=============
About AVX CPP
=============
| Original idea came after learning about SIMD instruction sets (AVX / AVX2) available on all modern x86 CPUs.
| As there were no libraries directly allowing to use those types of instructions (even though being used by many modern libraries like TensorFlow, Boost etc.) I have decided to create my own (cause why not).
| \* Plus to learn more about C++, CMake and low level optimisation ;)
.. note::
In case of GCC and Clang turning on specific optimization flags might produce code very similar in performance to this wrote by hand.
Both of these compilers can produce well optimized code when SIMD instructions are enabled.
For MSVC manually optimized SIMD can result in code that is few times faster than "optimized" by MSVC.
While developing this library I have followed the principles listed below:
- **Performance** - the library should be as fast as possible, resulting in code that has as little overhead caused by abstraction as possible (that's why almost all methods are `inline`).
- **Exception Avoidance** - the library should not throw exceptions as they make code slower and harder to read. An exception to this rule is running code in Debug mode, where exceptions are explicitly thrown. Otherwise, for *invalid* inputs, functions have no effect or guarantee not to cause undefined behavior (e.g. buffer overflow).
- **Ease of Use** - the library should be easy to use providing intuitive API for introducing SIMD to existing code.
- **Simplicity** - no one likes to use overcomplicated code with many abstraction layers. That's why each class is an independent unit (even though all of them share same namespace and most methods) not using polymorphism or iheritance.
- **Portability** - the library should be available on Windows and Linux platforms while supporting all major compilers (GCC, Clang and MSVC). For obvious reasons the library is targeting only x86 architecture supporting AVX2 (mandatory) and AVX512 (optional).
- `TDD `__ - each feature should be tested before being added to the library (along with adding a feature, tests for it should be developed). The tests should be run on all supported platforms and compilers to ensure seamless integration [1]_. Tests can be found in `src/tests `__ folder.
List of classes
===============
The library provides following classes, which can be used (all of which are within ``avx`` namespace):
- ``Char256`` holds 32 chars (8-bit integers),
- ``UChar256`` holds 32 unsigned chars (8-bit unsigned integers),
- ``Short256`` holds 16 shorts (16-bit integers),
- ``UShort256`` holds 16 unsigned shorts (16-bit unsigned integers),
- ``Int256`` holds 8 32-bit integers,
- ``UInt256`` holds 8 32-bit unsigned integers,
- ``Long256`` holds 4 64-bit integers,
- ``ULong256`` holds 4 64-bit unsigned integers,
- ``Float256`` holds 8 32-bit floats,
- ``Double256`` holds 4 64-bit doubles
| Almost all classes are header only and utilize inline methods for better performance.

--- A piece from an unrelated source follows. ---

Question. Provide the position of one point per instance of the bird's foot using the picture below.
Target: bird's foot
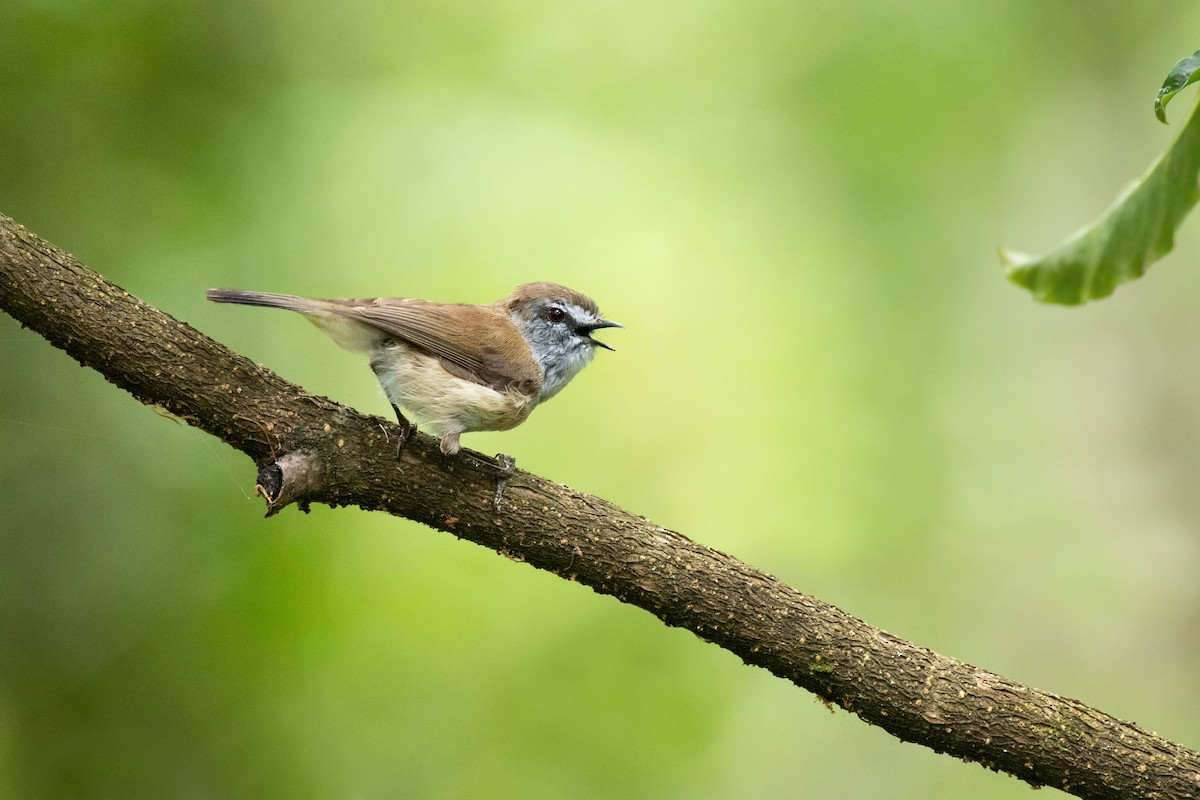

| Please refer to `this `__ page for more information what benefits does inlining provide and what are it's drawbacks.
Features
========
Each of the types supports regular math operators:
- ``+`` and ``+=``
- ``-`` and ``-=``
- ``*`` and ``*=``
- ``/`` and ``/=``
Each operator supports class and scalar values (of corresponding type).
For example ``+`` operator for ``Int256`` will have two versions, one accepting ``Int256`` and other accepting ``int``.
All types also support following logical operators:
- ``==``, accepts types like math operators,
- ``!=``, same as above + ignores -0.0 for floating-point types.
Integer types also support bitwise operators:
- ``&`` and ``&=``
- ``|`` and ``|=``
- ``^`` and ``^=``
- ``~`` without arguments
- ``<<`` and ``<<=``, this is an exception, accepts same class or ``unsigned int``
- ``>>`` and ``>>=``, this is an exception, accepts same class or ``unsigned int``
Each class will provide list of operators and used SIMD instructions.
Limitations
===========
| Currently the library does not support dynamic detection of supported SIMD instructions.
| This means that if it is compiled with AVX512 enabled, then it will only work on CPUs supporting AVX512.
| For ``Long256`` and ``ULong256`` data loading and saving overhead results in SIMD version being slower, than regular sequential solution.
.. note::
Please check `Long256 `__ and `ULong256 `__ documentation to see details.
Each constructor or ``load`` method expects source to contain at least 32 bytes of continous data.
Providing pointer to memory, which contains less than 32 bytes can result in undefined behavior.
.. toctree::
:maxdepth: 2
----------------------
.. [1] Automatic tests are run using Github Actions on each commit. As some functionality is not available on all platforms (e.g. SVML) some features are fully implemented on selected platforms and being ported to others later (e.g. stable `/` operator for `Int256`).